L’histoire du Québec est riche en grandes luttes ouvrières, des luttes des années 30 à la grève d’Asbestos de 1949, en passant par le Front commun de 1972. Pourtant, l’histoire de notre classe a largement été oubliée. Ces temps-ci, on constate un regain d’activité dans le mouvement ouvrier. La grève générale dans les CPE de Montréal et Laval, les votes de grève massifs chez les chauffeurs d’autobus scolaire partout dans la province, ou encore chez les employés de la STM sont des signes de cet essor de la lutte des classes au Québec. Considérant ce renouveau de la lutte, il convient d’étudier notre histoire afin de nous rappeler nos traditions combatives et de tirer les leçons des grandes luttes passées. L’une de ces luttes est la grève chez Dupuis Frères en 1952 à Montréal, qui a su prouver que les ouvriers et leurs syndicats peuvent gagner contre les patrons lorsqu’ils adoptent des méthodes combatives et sans compromis.
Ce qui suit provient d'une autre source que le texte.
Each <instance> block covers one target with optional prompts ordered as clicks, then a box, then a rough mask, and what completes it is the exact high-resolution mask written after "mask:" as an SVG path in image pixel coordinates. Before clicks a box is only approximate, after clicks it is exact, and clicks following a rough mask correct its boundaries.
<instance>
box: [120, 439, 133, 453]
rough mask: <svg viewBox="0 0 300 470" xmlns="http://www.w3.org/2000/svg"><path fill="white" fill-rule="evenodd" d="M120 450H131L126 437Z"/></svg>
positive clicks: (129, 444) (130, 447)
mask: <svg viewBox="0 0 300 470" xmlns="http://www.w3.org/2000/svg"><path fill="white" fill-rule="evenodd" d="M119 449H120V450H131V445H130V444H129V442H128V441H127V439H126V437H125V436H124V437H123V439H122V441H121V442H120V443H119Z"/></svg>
La montée du mouvement ouvrier québécois

Au cours de la première moitié du 19e siècle, le Québec a connu une industrialisation massive. La province est passée d’une société agraire relativement arriérée économiquement à une société industrielle dotée d’une classe ouvrière nombreuse. Celle-ci demeurait toutefois brutalement exploitée. Sa liberté d’association était constamment bafouée et son droit de grève sévèrement limité, notamment sous la botte du premier ministre Maurice Duplessis. Mais le développement de la classe ouvrière a nécessairement amené une amplification de la lutte des classes. Dans les années qui précèdent la grève de Dupuis Frères, de nombreuses grèves ont lieu : celle de la Dominion Textile en 1937, celle de l’amiante à Asbestos en 1949 et celle du textile à Louiseville en 1952 sont les plus marquantes de cette époque. Ces années fortes en débrayages voient aussi une transformation du syndicalisme catholique. En effet, jusque-là, les syndicats catholiques avaient surtout une attitude passive et avaient pour but de calmer les ouvriers et d’harmoniser les relations avec les patrons. La Confédération des travailleurs catholiques du Canada (CTCC) avait même été explicitement fondée pour empêcher la montée des syndicats internationaux et contrer la radicalisation des travailleurs. À l’époque, Henri Bourassa avait déclaré en ce sens  : « le syndicalisme catholique est la seule force organisée capable de lutter contre le bolchevisme. » Mais, dans les années 40 et 50, la CTCC s’est transformée en son contraire et est devenue de plus en plus combative. Le syndicat a été à l’avant-plan de nombreuses luttes et allait finir par se déconfessionnaliser complètement pour devenir la CSN. La CSN allait connaître une profonde radicalisation, allant jusqu’à produire le manifeste Ne comptons que sur nos propres moyens en 1971, qui était un appel à lutter pour le socialisme. Cela démontre que les organisations ouvrières ne restent pas figées à jamais. Sous la pression de la base qui veut lutter, même des organisations ouvrières en apparence modérées ou même réactionnaires peuvent être transformées en outil de lutte par les travailleurs.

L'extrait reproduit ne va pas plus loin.